Nebbia ne Il Cuoco Maceratese  (1783), racconta che, secondo una leggenda marchigiana, dovrebbero il loro nome al principe Windisch-Graetz che li “sublimò” nel 1799 quando arrivò a capo dell’esercito austriaco per strappare Ancona alle armate napoleoniche. Una ricetta originale è impossibile da definire, perché ogni marchigiano ha introdotto personalissime variazioni, che però non hanno alterato l’armonia dei sapori di questa pasta al forno.

Preparazione del ragù: fare rosolare nel coccio un battuto di pancetta e prosciutto grasso, addizionare poi un trito di cipolla, aglio, sedano, carota che dovranno appassire lentamente con aggiunta di piccole spruzzate di vino bianco secco. Aggiungere rigaglie di pollo, passato di pomodoro, sale, pepe, e lasciar sobbollire questo sugo per almeno due ore.

Preparazione pasta: fare una sfoglia sottile con farina e uova. Tagliare delle larghe lasagne della grandezza di circa un palmo della mano, lessarle un po' alla volta in abbondante acqua salata, e a metà cottura scolarle, passarle in acqua fredda, e adagiarle ad asciugare su un canovaccio.

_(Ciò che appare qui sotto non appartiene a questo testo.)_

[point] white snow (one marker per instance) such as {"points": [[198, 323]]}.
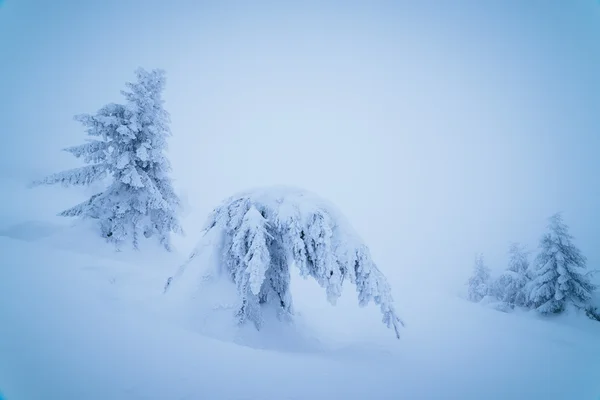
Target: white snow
{"points": [[79, 321]]}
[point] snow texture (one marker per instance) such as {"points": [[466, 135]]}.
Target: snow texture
{"points": [[478, 283], [128, 145], [509, 287], [559, 274], [79, 325], [261, 233]]}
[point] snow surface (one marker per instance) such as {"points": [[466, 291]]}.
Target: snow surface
{"points": [[80, 321]]}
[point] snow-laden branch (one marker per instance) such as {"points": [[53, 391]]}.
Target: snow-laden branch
{"points": [[263, 232]]}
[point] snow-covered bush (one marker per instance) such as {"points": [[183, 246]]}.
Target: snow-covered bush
{"points": [[509, 287], [559, 275], [478, 283], [127, 146], [262, 233]]}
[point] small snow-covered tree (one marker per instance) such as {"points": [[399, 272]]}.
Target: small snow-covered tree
{"points": [[509, 287], [128, 144], [478, 283], [262, 233], [559, 275]]}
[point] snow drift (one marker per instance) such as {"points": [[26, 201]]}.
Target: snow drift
{"points": [[253, 238]]}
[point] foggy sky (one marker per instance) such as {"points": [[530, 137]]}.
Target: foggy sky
{"points": [[440, 130]]}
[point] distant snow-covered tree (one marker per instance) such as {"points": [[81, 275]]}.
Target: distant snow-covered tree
{"points": [[478, 283], [264, 232], [128, 145], [509, 287], [559, 275]]}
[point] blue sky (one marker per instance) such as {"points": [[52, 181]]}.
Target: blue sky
{"points": [[439, 129]]}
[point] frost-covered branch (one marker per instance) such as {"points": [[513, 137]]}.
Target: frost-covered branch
{"points": [[128, 147], [264, 232]]}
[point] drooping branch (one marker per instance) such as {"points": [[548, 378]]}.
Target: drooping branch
{"points": [[265, 231]]}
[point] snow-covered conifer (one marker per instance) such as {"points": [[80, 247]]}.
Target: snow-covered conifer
{"points": [[559, 275], [478, 283], [263, 232], [127, 145], [509, 287]]}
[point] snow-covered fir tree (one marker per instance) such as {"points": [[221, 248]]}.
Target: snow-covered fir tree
{"points": [[478, 283], [509, 287], [262, 233], [127, 145], [559, 275]]}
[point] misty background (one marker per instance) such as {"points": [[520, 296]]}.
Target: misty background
{"points": [[440, 130]]}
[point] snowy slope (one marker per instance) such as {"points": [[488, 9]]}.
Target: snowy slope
{"points": [[90, 324]]}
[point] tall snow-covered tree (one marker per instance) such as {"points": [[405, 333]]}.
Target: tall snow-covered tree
{"points": [[262, 233], [127, 146], [559, 275], [478, 283], [509, 287]]}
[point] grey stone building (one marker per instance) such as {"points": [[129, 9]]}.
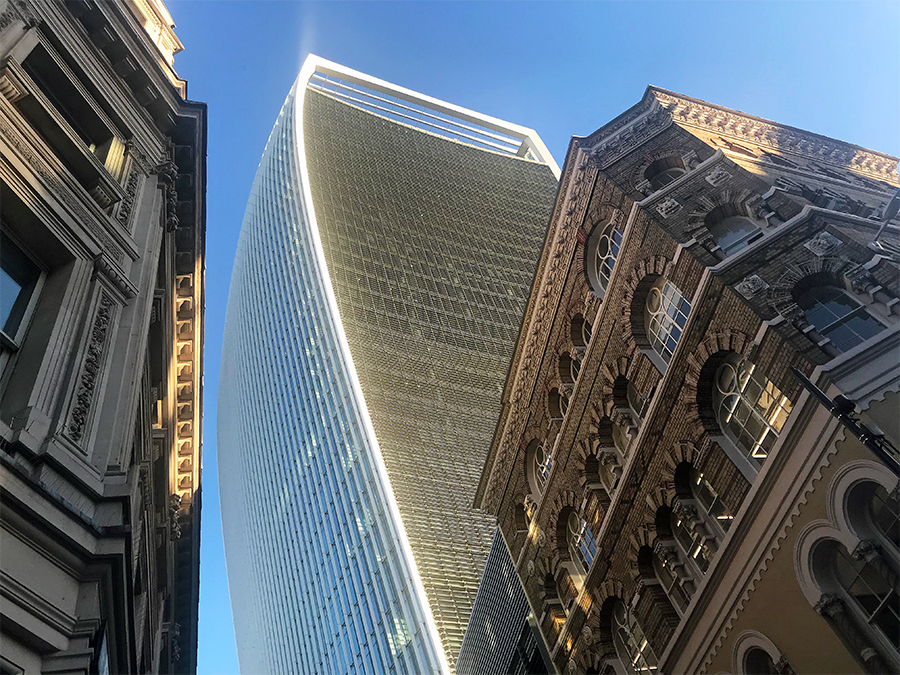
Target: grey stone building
{"points": [[102, 208]]}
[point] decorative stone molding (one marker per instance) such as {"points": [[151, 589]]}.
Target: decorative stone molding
{"points": [[822, 243], [751, 286], [692, 113], [717, 176], [668, 207], [105, 266], [90, 370], [59, 190]]}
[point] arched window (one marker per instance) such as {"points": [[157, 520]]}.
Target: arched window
{"points": [[580, 332], [600, 256], [632, 647], [690, 540], [666, 315], [558, 403], [758, 662], [731, 228], [874, 596], [665, 170], [838, 316], [582, 543], [668, 579], [538, 464], [707, 497], [750, 410]]}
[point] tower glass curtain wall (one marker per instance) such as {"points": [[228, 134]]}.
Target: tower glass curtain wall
{"points": [[384, 261]]}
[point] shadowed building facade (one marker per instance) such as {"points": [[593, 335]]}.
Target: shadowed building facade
{"points": [[381, 274], [673, 499], [102, 212]]}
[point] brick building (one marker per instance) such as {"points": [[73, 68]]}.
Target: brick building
{"points": [[672, 497], [102, 207]]}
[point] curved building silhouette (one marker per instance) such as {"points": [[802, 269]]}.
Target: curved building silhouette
{"points": [[386, 254]]}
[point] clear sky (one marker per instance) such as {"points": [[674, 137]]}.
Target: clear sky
{"points": [[562, 69]]}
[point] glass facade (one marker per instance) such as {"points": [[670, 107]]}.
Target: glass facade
{"points": [[372, 314]]}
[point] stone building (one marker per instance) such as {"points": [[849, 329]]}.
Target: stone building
{"points": [[673, 498], [102, 183]]}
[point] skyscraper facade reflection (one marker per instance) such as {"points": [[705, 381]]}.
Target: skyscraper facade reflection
{"points": [[386, 253]]}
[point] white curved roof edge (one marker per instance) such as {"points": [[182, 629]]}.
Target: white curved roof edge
{"points": [[310, 66], [529, 137]]}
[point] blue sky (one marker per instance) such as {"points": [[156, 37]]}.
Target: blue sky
{"points": [[562, 69]]}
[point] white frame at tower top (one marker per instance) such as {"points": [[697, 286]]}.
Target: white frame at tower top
{"points": [[529, 143]]}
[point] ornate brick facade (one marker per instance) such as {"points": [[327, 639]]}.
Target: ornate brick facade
{"points": [[729, 226]]}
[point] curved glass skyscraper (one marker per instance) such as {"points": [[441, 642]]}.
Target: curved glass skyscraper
{"points": [[382, 270]]}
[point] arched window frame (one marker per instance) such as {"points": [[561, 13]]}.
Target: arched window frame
{"points": [[631, 644], [836, 532], [664, 170], [581, 541], [666, 313], [730, 219], [738, 398], [820, 303], [601, 252], [538, 465]]}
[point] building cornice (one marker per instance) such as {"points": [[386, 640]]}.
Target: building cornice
{"points": [[659, 109]]}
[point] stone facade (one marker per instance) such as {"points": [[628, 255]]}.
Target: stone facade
{"points": [[102, 172], [640, 495]]}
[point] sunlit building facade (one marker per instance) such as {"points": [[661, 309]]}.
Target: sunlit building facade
{"points": [[381, 274]]}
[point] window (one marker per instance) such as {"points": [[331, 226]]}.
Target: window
{"points": [[873, 594], [582, 544], [690, 541], [569, 368], [734, 233], [663, 171], [708, 498], [750, 410], [580, 332], [601, 253], [19, 277], [538, 464], [667, 311], [668, 579], [558, 403], [838, 316], [632, 647]]}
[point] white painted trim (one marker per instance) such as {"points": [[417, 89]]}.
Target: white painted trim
{"points": [[309, 66], [528, 137]]}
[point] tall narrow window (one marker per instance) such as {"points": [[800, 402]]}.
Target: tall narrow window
{"points": [[18, 281], [602, 250], [582, 543], [632, 647], [667, 312], [838, 316], [750, 410]]}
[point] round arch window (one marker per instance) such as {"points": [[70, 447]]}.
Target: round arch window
{"points": [[750, 410], [666, 315], [663, 171], [582, 543], [600, 259]]}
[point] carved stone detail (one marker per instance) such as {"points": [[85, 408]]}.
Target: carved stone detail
{"points": [[717, 176], [751, 286], [59, 190], [90, 371], [822, 243], [667, 207]]}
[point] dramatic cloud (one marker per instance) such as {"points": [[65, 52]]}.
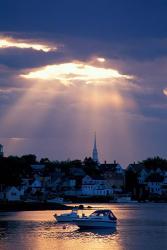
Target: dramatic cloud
{"points": [[71, 72], [6, 42]]}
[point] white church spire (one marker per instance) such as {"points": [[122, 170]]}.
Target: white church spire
{"points": [[95, 153]]}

Ricetta: in una pirofila da forno bagnata con il ragù, adagiare uno strato di pasta alternato ad uno strato di sugo spolverato di parmigiano. Ripetere l’intera operazione più volte, chiudendo con un ultimo strato di ragù abbondante. Coprire la pietanza con una finissima besciamella insaporita. È consigliato preparare i vincisgrassi nel tegame con largo anticipo, perché tutti i sapori si possano ben amalgamare. Per completare la realizzazione e la gratinatura della ricetta, passare la pirofila in forno medio per quarantacinque minuti.